Conflicts are a natural part of human coexistence. They often reflect a variety of opinions, needs, and emotions. But how does our perception change when we are involved in a conflict? And what impact does this have on our communication?

In a conflict, we tend to see our point of view as the only correct one. We often feel attacked or misunderstood, which can cloud our perception. Suddenly we are less willing to listen and more intent on defending our arguments. These changes in perception can make communication more difficult and exacerbate the conflict.

Fortunately, however, there are solutions to bring communication back to a constructive level:

Change of perspective: Try to look at the situation from the other person’s point of view and understand what needs and interests might be behind their arguments. This helps to build empathy and clarify misunderstandings.

Active listening: Instead of just waiting to be able to speak your mind, try to actively listen to what the other person has to say. Repeat their arguments in your own words to ensure you understand everything correctly.

Find a solution together: Instead of fighting each other, work with the other person to find a solution that both of you are happy with. Keep communication focussed on the future and avoid discussing what happened in the past. Creativity and openness to compromise are helpful here.

Respectful communication: Always remain respectful and polite, even if you disagree. Avoid blaming or attacking others; focus on constructive criticism and solutions.

By reflecting on our perceptions, actively listening, and communicating respectfully, we can resolve conflicts constructively and achieve a more harmonious working relationship.

Another effective concept for conflict resolution is non-violent communication, according to Marshall B. Rosenberg. This consists of four steps:

1. Observation: Describe what you observe neutrally and objectively without adding judgments or interpretations. Concentrate on concrete facts that are understandable to both parties.

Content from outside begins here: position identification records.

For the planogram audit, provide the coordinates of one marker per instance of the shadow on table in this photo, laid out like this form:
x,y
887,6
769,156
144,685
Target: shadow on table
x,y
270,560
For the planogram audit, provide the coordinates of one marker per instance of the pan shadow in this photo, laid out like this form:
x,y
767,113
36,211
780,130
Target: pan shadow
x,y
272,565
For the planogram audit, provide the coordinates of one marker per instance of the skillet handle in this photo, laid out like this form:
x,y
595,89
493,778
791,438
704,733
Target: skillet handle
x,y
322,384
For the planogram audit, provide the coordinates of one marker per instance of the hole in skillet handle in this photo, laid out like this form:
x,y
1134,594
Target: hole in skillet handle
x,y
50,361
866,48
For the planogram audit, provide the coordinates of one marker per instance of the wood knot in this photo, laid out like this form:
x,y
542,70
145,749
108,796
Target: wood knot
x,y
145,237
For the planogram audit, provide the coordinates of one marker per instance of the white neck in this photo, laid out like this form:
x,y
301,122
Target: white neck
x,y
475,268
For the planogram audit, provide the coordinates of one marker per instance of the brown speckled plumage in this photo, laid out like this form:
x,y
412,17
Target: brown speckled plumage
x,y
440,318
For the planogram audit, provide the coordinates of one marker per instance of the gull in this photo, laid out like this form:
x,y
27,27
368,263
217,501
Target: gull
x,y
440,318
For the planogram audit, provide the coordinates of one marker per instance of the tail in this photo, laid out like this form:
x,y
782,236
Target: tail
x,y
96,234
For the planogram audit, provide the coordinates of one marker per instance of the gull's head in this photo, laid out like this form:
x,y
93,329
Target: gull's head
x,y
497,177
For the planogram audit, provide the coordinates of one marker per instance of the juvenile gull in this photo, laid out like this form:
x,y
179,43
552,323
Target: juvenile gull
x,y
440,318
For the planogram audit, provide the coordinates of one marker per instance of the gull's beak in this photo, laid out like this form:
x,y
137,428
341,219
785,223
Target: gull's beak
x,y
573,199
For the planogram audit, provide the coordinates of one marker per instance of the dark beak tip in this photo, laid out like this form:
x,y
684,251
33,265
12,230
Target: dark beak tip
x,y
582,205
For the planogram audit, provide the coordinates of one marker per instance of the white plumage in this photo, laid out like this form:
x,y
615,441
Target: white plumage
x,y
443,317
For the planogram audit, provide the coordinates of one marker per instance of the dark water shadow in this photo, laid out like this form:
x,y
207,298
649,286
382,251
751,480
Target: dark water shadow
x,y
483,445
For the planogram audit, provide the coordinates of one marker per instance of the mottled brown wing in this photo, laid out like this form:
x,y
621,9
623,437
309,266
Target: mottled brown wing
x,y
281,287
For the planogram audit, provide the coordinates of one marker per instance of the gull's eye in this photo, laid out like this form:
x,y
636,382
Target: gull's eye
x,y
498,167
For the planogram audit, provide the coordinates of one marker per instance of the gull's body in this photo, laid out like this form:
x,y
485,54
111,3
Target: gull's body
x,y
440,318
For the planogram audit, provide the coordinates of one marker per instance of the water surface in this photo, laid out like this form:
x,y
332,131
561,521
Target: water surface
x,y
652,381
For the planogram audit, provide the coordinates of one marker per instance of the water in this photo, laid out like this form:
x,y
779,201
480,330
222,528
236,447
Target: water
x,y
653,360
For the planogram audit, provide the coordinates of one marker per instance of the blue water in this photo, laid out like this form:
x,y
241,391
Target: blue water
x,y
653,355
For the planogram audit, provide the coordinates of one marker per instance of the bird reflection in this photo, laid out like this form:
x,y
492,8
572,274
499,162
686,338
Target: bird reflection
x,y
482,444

2. Feelings: Share your feelings without blaming the other person. It is essential to be honest about your emotions but avoid attributing them to the other person.

3. Needs: Express the needs behind your feelings. Identify everyday needs and find ways to fulfill them without neglecting the other person’s needs.

4. Make specific, positive requests focused on your needs without making demands or expecting ultimate solutions. Be prepared to compromise and find alternative solutions.

By applying the principles of non-violent communication – observation, feelings, needs, and requests – you can resolve conflicts respectfully and constructively.